门楣上悬着的菖蒲与艾草,被晨露浸润得青翠欲滴,散发出那股独特的、略带辛冽的清香。这味道,是每年端午清晨,祖母推开木门后,涌入屋内的第一缕气息。它缠绕着老屋的梁柱,也缠绕着我尚在朦胧的睡意,宣告着一个郑重节日的来临。
灶膛里的火苗毕剥作响,大铁锅上蒸汽氤氲。祖母的身影在雾气中忙碌,竹叶的清香与糯米的甜润渐渐蒸腾起来,盖过了先前的艾草味,却又奇异地与之交融。我趴在灶台边,看她那双布满褶皱却异常灵巧的手,将两片青绿的箬叶交错、卷曲,填入莹白的糯米与赤红的枣子,再用细细的马莲草缠绕、系紧。一个个棱角分明的绿粽子,便像变戏法似的从她掌心诞生,稳稳坐进竹筐里。那过程,缓慢而专注,仿佛不是在制作食物,而是在完成某种庄严的仪式。我央求着要学,却总把米粒洒得到处都是,祖母也不恼,只是笑着用沾满糯米的手点点我的鼻尖。

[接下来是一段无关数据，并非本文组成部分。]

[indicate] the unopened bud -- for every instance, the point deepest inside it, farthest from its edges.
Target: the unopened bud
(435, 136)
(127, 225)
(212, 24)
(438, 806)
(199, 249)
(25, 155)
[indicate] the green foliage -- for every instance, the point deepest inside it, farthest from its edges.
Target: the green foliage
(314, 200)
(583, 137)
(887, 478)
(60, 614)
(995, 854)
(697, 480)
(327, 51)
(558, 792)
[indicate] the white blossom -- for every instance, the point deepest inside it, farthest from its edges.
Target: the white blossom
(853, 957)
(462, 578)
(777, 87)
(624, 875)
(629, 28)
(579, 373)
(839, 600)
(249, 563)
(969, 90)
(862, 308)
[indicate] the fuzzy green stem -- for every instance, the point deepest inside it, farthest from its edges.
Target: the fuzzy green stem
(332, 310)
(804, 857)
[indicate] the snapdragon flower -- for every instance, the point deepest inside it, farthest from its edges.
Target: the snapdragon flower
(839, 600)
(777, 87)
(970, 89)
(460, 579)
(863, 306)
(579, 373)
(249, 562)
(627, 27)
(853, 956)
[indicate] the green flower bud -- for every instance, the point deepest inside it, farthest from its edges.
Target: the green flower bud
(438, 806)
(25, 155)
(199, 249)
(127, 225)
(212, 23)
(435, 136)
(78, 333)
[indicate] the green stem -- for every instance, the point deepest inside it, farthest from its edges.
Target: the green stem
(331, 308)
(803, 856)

待到午后,粽子在锅中咕嘟了几个时辰,满屋已是难以形容的浓香。剥开墨绿的叶,露出金黄晶莹的糯米,嵌着的红枣如宝石。蘸上白糖,咬一口,烫得直呵气,糯米的软韧、枣的蜜甜、竹叶的清气,瞬间在口中化开。这种味道,是任何后来的品牌粽子都无法复制的,因为它里面包裹着柴火的温度、井水的甘洌,还有祖母守望的漫长时光。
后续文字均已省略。